しかし、そこには違和感もある。安全は大切だけど、もし空港のような搭乗前検査を実施するなら、旅客機と同じように発車15分前までに検査場に行く必要があるだろう。混雑時は検査場通過に1時間以上もかかるかもしれない。しかも、中央新幹線の品川駅、名古屋駅は大深度地下に作られる予定だ。駅に着いて、大深度地下に降りて、搭乗前検査を受けて……となると、品川〜名古屋間の走行時間が40分だとしても、所要時間は1時間を超えるかもしれない。
現在、羽田空港〜中部国際空港の航空便の所要時間は60分。搭乗前検査を含めると75分以上。超電導リニア中央新幹線は航空便よりも速く、しかも都市の中心を直接結ぶ。しかし、その速さのメリットが大深度地下と搭乗前検査で相殺されてしまっては意味がない。現在の新幹線のようにスムーズに乗車できて、欲を言えば自由席を設けて、駅に着いたらすぐ乗れる環境が望ましい。そんなことはJR東海も分かっていると思う。しかし、安全対策も必要だし、悩みどころだ。

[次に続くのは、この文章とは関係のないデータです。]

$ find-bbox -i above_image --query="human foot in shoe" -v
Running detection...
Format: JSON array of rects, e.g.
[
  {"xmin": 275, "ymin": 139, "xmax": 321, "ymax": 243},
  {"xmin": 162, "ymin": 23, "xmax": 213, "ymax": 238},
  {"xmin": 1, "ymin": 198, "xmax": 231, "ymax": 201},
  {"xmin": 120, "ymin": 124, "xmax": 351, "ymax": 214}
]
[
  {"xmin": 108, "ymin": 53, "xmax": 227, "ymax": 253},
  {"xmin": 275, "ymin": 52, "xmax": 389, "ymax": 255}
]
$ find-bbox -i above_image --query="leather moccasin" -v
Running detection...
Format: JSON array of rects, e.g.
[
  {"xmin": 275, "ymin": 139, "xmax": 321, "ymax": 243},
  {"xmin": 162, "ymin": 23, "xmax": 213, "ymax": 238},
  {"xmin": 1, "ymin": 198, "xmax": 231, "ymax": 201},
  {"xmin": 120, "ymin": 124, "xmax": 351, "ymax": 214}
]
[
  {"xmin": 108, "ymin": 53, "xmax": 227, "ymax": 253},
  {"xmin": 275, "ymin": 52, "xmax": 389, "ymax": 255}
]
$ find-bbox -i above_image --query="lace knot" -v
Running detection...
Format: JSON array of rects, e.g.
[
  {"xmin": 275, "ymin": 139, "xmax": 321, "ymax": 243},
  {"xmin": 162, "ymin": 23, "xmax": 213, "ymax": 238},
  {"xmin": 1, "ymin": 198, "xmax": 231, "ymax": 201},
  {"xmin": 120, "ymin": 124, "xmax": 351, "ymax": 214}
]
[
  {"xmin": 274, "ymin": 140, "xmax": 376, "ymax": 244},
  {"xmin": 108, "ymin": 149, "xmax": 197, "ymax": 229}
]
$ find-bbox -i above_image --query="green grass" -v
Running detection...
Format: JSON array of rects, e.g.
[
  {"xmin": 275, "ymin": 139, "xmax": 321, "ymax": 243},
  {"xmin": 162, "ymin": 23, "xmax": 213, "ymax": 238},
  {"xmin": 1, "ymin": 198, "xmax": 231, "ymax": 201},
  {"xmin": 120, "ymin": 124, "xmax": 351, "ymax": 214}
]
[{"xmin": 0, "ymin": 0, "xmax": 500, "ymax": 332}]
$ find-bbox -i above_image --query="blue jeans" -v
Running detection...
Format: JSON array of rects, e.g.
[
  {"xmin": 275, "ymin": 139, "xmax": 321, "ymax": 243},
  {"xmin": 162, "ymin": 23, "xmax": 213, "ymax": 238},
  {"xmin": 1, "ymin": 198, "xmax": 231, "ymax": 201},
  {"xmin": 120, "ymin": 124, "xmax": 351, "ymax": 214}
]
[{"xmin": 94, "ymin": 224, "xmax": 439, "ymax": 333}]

体験試乗会の搭乗前検査は、あらかじめカバンを開いておき、身につけた金属類をかごに入れてゲートを通過する手順だ。事前準備と身支度を含めても2分ほどだった。旅客機に比べればスムーズだ。もっとも、1列車あたりの乗車人数が2両分で最大110人と少ないし、乗客は軽装だ。大きな荷物はコインロッカーに預けて、ほぼ日帰りの装備である。開業後は大きな旅行カバンを持った人も乗るし、L0系が12両編成で走ると定員は728人になる。そんな列車が頻繁に発着する駅で、搭乗前検査をさばききれるかどうか。

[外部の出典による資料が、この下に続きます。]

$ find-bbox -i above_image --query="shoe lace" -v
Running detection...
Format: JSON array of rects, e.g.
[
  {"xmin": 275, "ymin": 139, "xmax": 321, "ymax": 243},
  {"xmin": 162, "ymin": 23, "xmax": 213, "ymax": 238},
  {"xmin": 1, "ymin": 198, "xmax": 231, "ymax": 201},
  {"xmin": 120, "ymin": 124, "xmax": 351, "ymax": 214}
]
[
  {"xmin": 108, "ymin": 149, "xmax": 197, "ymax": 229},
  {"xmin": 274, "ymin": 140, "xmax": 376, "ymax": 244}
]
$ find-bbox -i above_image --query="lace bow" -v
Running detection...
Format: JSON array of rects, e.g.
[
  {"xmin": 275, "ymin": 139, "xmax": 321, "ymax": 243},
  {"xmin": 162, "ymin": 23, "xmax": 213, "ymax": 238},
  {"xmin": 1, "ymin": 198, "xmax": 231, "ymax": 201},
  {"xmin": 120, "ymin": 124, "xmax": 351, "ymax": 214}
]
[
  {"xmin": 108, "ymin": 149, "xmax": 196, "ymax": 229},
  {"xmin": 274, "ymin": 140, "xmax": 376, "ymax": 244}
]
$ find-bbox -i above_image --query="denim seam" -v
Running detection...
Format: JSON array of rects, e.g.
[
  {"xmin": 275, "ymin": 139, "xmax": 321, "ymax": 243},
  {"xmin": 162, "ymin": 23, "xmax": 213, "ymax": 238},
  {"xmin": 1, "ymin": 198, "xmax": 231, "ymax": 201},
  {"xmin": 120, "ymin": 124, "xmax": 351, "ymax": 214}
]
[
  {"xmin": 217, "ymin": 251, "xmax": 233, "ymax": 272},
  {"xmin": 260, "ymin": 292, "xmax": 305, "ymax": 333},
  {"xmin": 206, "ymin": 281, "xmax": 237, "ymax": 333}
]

この搭乗前検査については、開業時に実施するかは未定とのこと。今回は係員がペットボトルのフタを開けて、液体の匂いをかぐという徹底ぶりだった。これは先日の新幹線焼身自殺事件を踏まえたという。いずれにしても、体験試乗会で万が一のことがあったら、開業に差し支えるかもしれないから、念には念を入れて、ということらしい。
JR東海の計画によると、中央新幹線の途中駅は営業職員を置かず、予約はインターネットなどで、発券と改札は自動化する予定である。保安員については未定だった。本当は、今のうちに些細なトラブルがあった方が良い試験になると思う。それは今後シミュレーションすることになるだろう。何しろ開業予定まで12年もある。
何事も実際に経験してみないと分からない。それは体験する側も、体験の場を用意する側も同じだ。